Investment bankers are not usually in the business of calling out the industries they serve. John Chachas is an exception. Writing in The AI Journal, he makes the case that media and technology giants have inflicted serious, lasting damage on American democracy, and that the political class has been far too slow to respond.

His credentials make the argument hard to dismiss. Chachas spent three decades as one of the more active deal-bankers in American media, advising on the $18 billion buyout of Clear Channel Communications, Disney’s sale of ABC Radio, and E.W. Scripps’ $2.65 billion acquisition of ION Media. He founded Methuselah Advisors and now runs Inyo Broadcast Holdings. He knows the industry from the inside, and what he sees concerns him.

On local news, his position is unambiguous. Google and Facebook appropriated the content that made local journalism valuable without compensating the organizations that produced it. Advertising revenue that had sustained local papers for generations migrated to platforms that indexed that news without paying for it. “The big and destructive power of Google and Facebook was left totally unchecked,” he writes, “until the local media industry was essentially destroyed.”

The civic function that local news served went with it. Nobody at Netflix is going to report on your city council. Nobody at Amazon is going to track the county sheriff. That work is simply not being done, and the streaming services now acquiring major production assets have no incentive to start. Chachas sees this as a democratic failure, not just a market one.

On artificial intelligence, his concern operates on two levels. The immediate level is employment. AI will eliminate substantial categories of white-collar work, and the workers left behind will be real people with mortgages, families, and skills that do not transfer easily. The longer-term level is control. He references the 1983 film WarGames as a genuine warning about what happens when technological systems advance beyond the institutional frameworks designed to govern them.

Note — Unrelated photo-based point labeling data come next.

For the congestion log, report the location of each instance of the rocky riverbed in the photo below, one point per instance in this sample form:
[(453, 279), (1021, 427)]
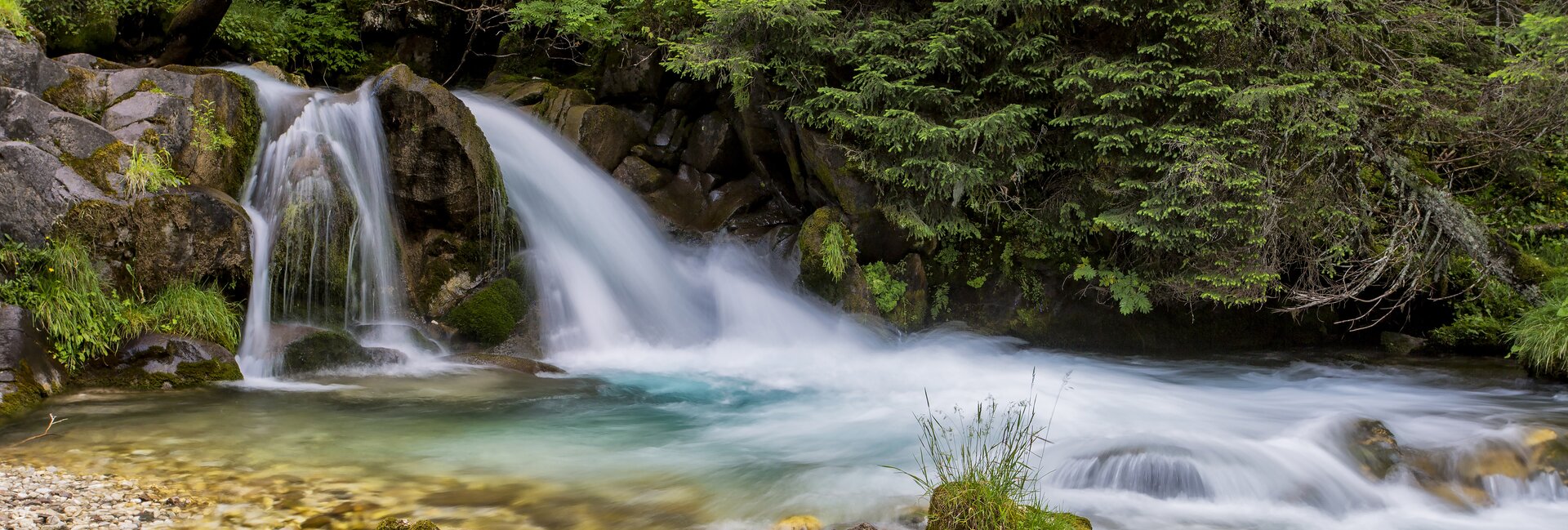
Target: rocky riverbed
[(47, 497)]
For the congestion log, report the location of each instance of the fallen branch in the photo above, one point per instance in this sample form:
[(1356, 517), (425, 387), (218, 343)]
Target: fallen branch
[(52, 421)]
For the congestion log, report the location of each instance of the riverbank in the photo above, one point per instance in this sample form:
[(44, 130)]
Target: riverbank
[(47, 497)]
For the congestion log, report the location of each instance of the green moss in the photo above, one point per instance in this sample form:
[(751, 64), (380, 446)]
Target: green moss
[(323, 350), (490, 314), (98, 167)]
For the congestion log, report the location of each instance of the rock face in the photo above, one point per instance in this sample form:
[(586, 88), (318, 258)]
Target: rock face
[(325, 350), (27, 372), (189, 233), (444, 180), (162, 361)]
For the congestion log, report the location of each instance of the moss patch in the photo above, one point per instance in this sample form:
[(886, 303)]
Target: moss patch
[(490, 314), (323, 350), (98, 167)]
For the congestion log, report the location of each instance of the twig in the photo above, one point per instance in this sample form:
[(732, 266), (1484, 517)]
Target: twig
[(52, 421)]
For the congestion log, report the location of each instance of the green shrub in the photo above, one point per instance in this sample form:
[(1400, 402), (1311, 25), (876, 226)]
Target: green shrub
[(490, 314), (886, 289)]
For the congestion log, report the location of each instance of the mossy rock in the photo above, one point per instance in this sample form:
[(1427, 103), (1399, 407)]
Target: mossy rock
[(963, 506), (490, 314), (325, 350), (162, 361), (405, 524)]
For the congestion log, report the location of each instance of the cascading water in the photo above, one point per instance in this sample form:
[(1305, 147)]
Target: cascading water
[(794, 405), (323, 234)]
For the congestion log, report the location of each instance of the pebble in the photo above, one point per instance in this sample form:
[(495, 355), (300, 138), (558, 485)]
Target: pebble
[(47, 499)]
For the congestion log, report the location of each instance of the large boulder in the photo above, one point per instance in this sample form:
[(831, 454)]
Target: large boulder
[(603, 132), (443, 168), (27, 371), (323, 350), (189, 233), (162, 361), (38, 190), (444, 179)]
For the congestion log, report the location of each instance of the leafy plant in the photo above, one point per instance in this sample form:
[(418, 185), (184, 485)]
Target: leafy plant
[(149, 171), (838, 250), (886, 289), (87, 318), (207, 132)]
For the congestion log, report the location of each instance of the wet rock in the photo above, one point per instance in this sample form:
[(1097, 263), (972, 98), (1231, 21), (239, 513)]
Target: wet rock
[(1401, 344), (1372, 446), (156, 361), (443, 168), (507, 363), (640, 176), (182, 234), (27, 371), (603, 132), (634, 73), (325, 350), (24, 66), (712, 146), (799, 523)]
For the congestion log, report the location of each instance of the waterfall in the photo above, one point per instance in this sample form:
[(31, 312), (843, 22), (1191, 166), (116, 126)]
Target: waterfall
[(770, 375), (325, 233)]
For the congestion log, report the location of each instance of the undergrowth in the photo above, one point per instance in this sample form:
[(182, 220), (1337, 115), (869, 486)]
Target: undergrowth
[(87, 318)]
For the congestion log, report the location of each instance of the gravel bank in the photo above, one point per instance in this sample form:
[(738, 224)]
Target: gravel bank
[(47, 499)]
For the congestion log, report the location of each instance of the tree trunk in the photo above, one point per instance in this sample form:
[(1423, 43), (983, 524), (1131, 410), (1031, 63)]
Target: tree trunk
[(190, 30)]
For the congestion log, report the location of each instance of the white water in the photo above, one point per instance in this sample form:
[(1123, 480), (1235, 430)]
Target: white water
[(317, 146), (773, 380)]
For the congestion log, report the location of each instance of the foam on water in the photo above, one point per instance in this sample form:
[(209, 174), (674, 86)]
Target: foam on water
[(799, 405)]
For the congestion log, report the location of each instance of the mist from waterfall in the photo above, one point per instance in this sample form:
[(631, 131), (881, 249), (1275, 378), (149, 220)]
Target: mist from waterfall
[(765, 376), (325, 231)]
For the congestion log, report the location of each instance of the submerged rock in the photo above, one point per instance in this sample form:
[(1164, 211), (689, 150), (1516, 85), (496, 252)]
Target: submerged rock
[(325, 350), (27, 371), (1372, 446), (162, 361)]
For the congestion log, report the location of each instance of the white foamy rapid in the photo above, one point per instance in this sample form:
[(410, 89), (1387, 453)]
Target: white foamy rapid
[(320, 168), (794, 405)]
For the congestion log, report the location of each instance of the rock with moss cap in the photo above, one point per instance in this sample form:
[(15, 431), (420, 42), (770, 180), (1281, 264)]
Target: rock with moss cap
[(27, 372), (325, 350), (444, 179), (162, 361), (490, 314)]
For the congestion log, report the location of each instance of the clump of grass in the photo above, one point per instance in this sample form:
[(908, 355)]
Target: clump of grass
[(13, 20), (87, 318), (1540, 339), (980, 470), (196, 311), (59, 284), (149, 171)]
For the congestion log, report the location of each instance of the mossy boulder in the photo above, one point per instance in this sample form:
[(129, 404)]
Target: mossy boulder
[(960, 506), (490, 314), (162, 361), (507, 363), (180, 234), (27, 371), (323, 350)]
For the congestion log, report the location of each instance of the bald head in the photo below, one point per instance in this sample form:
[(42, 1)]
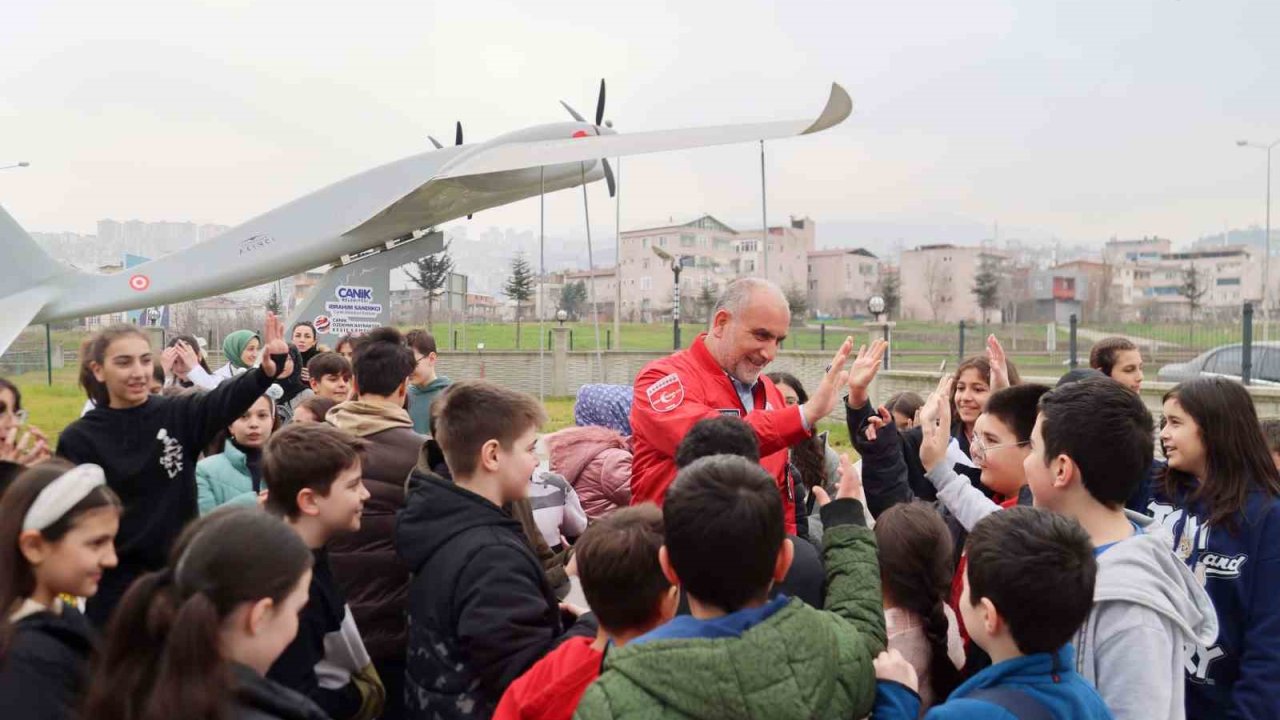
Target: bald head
[(750, 320)]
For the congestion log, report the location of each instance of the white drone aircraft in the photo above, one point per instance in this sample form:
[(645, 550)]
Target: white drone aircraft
[(356, 214)]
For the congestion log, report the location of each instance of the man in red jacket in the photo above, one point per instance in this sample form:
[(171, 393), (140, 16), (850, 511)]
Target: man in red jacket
[(721, 374)]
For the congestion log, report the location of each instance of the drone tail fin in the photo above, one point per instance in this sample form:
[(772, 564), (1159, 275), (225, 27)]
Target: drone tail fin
[(26, 278)]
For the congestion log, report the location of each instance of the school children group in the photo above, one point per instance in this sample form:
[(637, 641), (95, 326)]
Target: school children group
[(309, 534)]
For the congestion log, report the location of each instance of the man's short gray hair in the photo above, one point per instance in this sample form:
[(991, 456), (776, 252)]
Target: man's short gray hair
[(739, 292)]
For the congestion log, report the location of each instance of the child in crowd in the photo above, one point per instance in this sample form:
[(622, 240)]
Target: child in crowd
[(556, 509), (312, 410), (147, 445), (617, 561), (21, 445), (236, 473), (425, 383), (1119, 359), (728, 434), (312, 474), (241, 349), (904, 406), (1022, 607), (914, 548), (330, 377), (741, 655), (597, 461), (1147, 606), (56, 527), (195, 641), (1221, 501), (364, 563), (480, 607), (1271, 432)]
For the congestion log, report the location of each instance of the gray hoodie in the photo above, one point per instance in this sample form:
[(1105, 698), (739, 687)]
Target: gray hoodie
[(1147, 610)]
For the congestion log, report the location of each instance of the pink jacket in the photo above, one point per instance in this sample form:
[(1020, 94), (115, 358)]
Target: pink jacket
[(597, 461)]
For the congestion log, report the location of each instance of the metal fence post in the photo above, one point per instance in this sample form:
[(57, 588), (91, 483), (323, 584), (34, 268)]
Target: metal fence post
[(1073, 347), (1247, 345)]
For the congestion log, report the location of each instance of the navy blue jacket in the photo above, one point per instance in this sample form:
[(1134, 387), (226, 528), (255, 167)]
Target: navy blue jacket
[(1046, 678), (1239, 677)]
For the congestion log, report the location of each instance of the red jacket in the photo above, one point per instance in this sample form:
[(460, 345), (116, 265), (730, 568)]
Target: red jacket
[(554, 684), (675, 392)]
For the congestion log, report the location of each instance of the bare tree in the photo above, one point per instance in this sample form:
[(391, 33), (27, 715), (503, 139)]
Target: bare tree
[(937, 287)]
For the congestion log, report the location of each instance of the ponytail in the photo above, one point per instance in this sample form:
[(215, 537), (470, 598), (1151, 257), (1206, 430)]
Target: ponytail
[(94, 350), (163, 656), (914, 550)]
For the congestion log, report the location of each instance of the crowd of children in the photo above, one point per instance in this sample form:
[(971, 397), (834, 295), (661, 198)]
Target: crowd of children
[(348, 534)]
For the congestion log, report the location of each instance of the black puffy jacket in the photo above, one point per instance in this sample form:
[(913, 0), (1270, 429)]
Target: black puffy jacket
[(480, 610), (44, 673)]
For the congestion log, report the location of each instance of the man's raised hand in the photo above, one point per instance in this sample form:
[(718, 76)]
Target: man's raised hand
[(822, 401), (863, 372)]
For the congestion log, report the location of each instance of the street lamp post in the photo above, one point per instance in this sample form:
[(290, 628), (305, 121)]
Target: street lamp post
[(675, 306), (1266, 259)]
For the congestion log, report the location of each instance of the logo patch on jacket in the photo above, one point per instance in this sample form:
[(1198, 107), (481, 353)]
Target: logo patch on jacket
[(1216, 565), (666, 395)]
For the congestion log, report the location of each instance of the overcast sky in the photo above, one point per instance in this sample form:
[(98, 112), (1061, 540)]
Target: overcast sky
[(1078, 119)]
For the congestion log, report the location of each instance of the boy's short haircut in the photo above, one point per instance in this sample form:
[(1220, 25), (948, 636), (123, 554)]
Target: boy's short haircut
[(1111, 464), (905, 404), (1271, 431), (1016, 406), (1038, 569), (1102, 356), (723, 527), (307, 455), (475, 411), (329, 364), (382, 361), (617, 560), (421, 341), (725, 434)]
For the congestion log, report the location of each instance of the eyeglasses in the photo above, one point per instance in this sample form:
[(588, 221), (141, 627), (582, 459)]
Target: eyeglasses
[(978, 450)]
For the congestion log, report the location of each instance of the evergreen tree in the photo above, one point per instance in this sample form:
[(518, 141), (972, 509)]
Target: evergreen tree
[(432, 274), (520, 287)]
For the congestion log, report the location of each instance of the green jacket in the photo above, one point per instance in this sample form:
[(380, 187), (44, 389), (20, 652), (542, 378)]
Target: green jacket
[(224, 478), (799, 662)]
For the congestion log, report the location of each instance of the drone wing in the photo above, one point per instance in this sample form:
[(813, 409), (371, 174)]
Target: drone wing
[(519, 155)]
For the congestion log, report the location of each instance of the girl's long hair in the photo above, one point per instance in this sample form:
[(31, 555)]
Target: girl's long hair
[(17, 579), (161, 656), (95, 351), (808, 454), (1237, 458), (914, 548)]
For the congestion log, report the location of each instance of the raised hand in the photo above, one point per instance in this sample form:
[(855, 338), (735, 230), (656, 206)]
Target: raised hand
[(892, 666), (823, 400), (936, 424), (999, 364), (273, 343), (850, 484), (863, 372)]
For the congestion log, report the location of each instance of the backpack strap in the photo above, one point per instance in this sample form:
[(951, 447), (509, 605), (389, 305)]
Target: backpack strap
[(1016, 701)]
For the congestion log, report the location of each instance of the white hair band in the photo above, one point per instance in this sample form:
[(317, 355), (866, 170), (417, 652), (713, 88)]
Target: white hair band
[(62, 495)]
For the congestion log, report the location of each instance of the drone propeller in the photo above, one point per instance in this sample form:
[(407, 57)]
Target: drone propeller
[(599, 121)]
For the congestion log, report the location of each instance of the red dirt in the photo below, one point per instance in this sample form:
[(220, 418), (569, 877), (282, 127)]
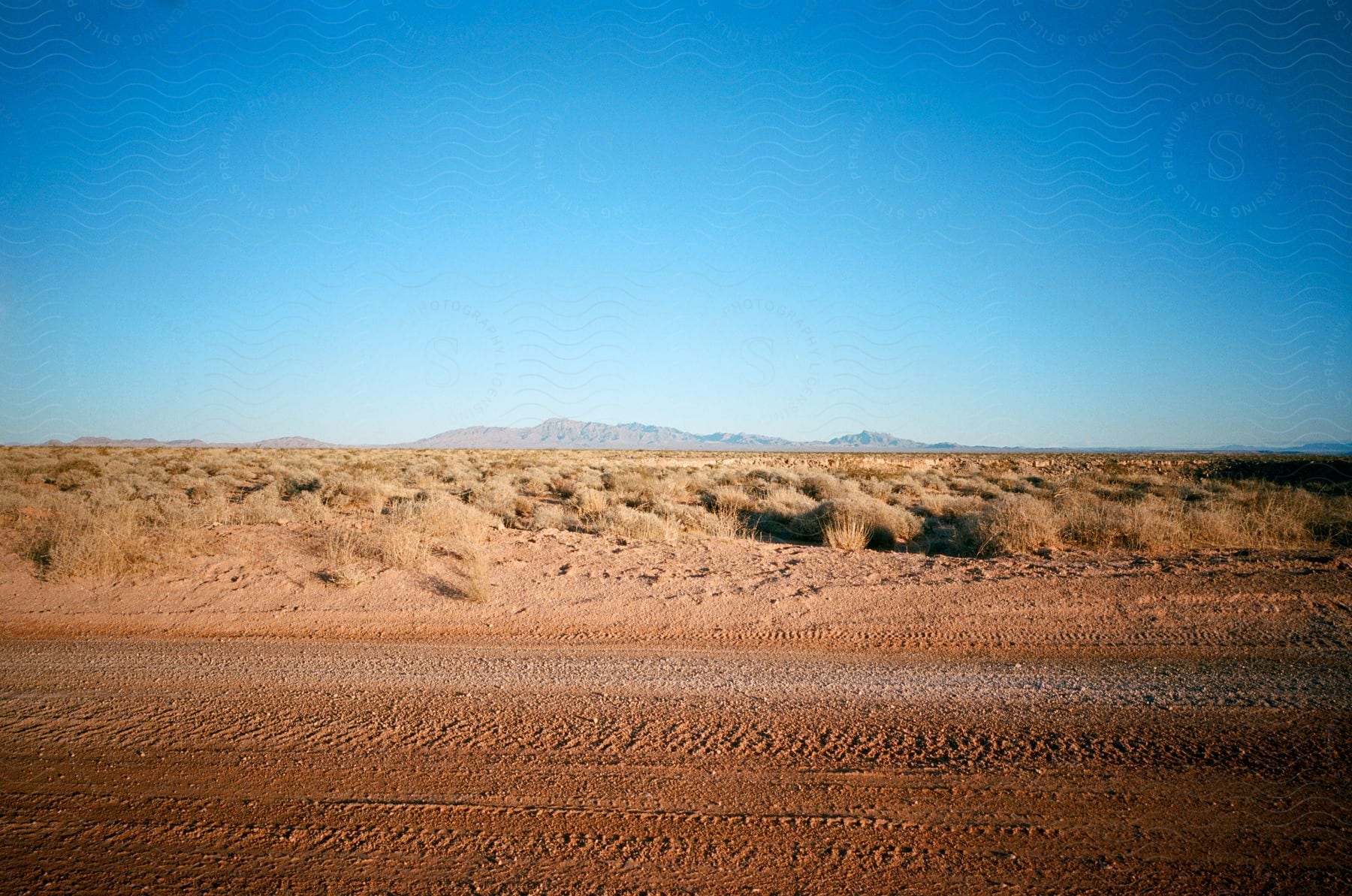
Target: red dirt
[(717, 716)]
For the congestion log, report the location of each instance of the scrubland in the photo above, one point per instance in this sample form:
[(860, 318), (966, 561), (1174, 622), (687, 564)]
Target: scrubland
[(104, 512), (383, 671)]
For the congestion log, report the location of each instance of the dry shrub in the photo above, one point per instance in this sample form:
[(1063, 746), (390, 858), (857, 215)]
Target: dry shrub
[(261, 505), (399, 541), (783, 505), (590, 503), (499, 498), (340, 549), (726, 499), (1016, 523), (353, 492), (628, 522), (824, 487), (552, 517), (841, 518), (951, 505), (848, 532), (74, 539), (717, 523)]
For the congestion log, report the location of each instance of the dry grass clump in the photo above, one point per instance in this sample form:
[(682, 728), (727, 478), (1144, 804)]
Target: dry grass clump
[(590, 503), (101, 512), (856, 522), (1016, 523), (76, 539), (628, 522)]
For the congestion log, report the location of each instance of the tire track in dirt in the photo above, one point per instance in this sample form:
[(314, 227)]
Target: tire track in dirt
[(268, 767)]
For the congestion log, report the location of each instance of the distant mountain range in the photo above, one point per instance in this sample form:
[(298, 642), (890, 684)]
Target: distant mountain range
[(561, 433)]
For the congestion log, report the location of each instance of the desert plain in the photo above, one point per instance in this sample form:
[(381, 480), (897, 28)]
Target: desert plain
[(575, 672)]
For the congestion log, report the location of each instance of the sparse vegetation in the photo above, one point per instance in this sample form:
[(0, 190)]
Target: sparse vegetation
[(104, 514)]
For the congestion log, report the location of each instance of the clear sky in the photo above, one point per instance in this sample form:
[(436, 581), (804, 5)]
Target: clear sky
[(1016, 222)]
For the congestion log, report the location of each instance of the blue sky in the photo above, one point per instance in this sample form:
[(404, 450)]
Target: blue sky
[(1047, 223)]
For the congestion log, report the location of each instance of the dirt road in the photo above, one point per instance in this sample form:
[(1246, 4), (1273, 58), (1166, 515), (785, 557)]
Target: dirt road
[(723, 716), (282, 767)]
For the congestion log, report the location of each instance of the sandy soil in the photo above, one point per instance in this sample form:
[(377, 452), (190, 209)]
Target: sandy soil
[(721, 716)]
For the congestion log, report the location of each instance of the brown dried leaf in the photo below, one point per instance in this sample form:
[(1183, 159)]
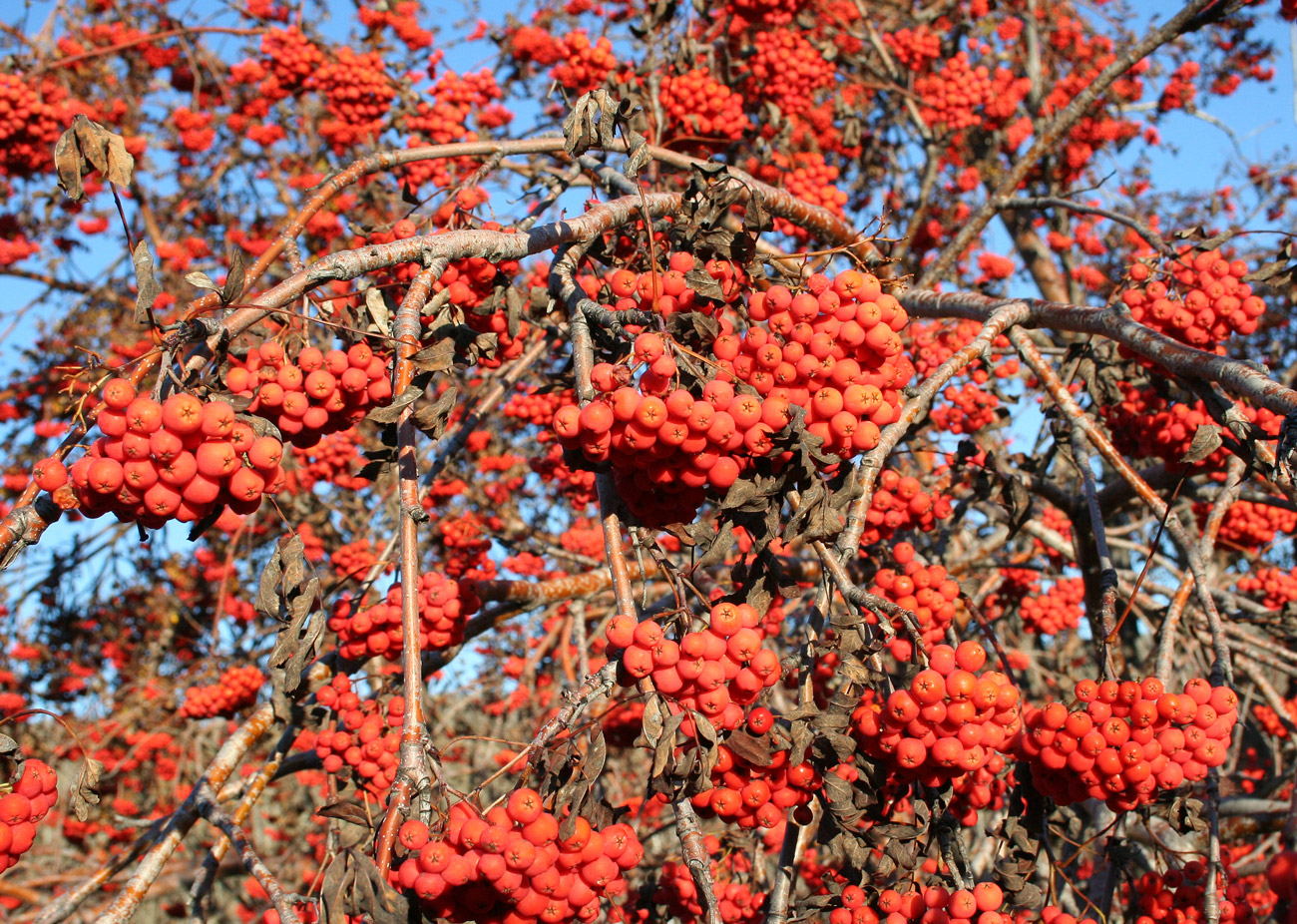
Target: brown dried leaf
[(85, 790)]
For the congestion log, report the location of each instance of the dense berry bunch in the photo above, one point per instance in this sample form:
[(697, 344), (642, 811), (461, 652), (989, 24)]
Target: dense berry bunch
[(33, 116), (738, 902), (1250, 525), (1279, 588), (831, 350), (756, 795), (954, 95), (899, 504), (925, 591), (1056, 610), (698, 104), (1176, 896), (178, 460), (513, 864), (444, 609), (314, 395), (233, 691), (358, 95), (364, 736), (786, 69), (584, 66), (946, 723), (1201, 302), (985, 788), (22, 807), (714, 672), (1128, 739), (926, 905)]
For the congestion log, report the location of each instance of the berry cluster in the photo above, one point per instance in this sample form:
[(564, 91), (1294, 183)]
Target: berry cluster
[(925, 591), (318, 393), (233, 691), (698, 104), (366, 741), (971, 408), (444, 609), (738, 902), (900, 502), (178, 460), (22, 807), (1279, 588), (1176, 896), (756, 795), (513, 864), (952, 95), (786, 69), (833, 350), (714, 672), (1128, 739), (1250, 525), (357, 94), (1210, 303), (1056, 610), (947, 723), (926, 905), (985, 788), (33, 116)]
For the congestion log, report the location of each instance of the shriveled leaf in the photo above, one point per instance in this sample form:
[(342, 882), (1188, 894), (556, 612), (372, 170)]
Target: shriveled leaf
[(86, 789), (147, 288), (1206, 440), (234, 279), (346, 810), (202, 280), (432, 419)]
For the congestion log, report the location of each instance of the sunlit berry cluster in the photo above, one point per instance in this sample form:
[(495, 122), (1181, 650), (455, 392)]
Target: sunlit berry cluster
[(695, 103), (444, 609), (33, 116), (364, 736), (233, 691), (954, 95), (755, 795), (1128, 739), (985, 788), (1201, 301), (178, 460), (312, 395), (924, 590), (357, 92), (513, 864), (1250, 525), (714, 672), (21, 808), (786, 69), (946, 723), (1056, 610), (1278, 588)]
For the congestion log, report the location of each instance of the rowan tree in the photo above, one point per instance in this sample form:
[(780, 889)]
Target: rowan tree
[(753, 462)]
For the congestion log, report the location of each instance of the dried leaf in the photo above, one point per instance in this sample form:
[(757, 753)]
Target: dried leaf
[(1206, 440), (146, 284), (202, 280), (346, 810), (234, 279), (85, 791)]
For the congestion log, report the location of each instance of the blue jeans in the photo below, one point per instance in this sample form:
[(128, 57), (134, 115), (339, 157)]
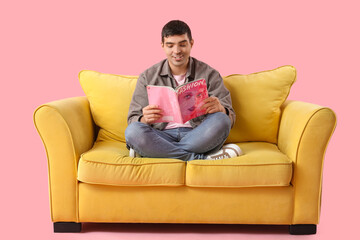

His proposed solution, a corporate-funded UBI trust tied to AI deployment, is designed to create a direct link between the economic gains from automation and support for displaced workers. Companies would still have every incentive to innovate. They would simply have to internalize some of the social cost of that innovation rather than externalizing it onto communities and government programs.

The larger argument is about accountability. Concentrated corporate power operating without meaningful oversight has already reshaped the media landscape. Chachas is making the case, with more credibility than most, that the same dynamic must not be allowed to play out unchecked in labor markets or in the governance of AI systems.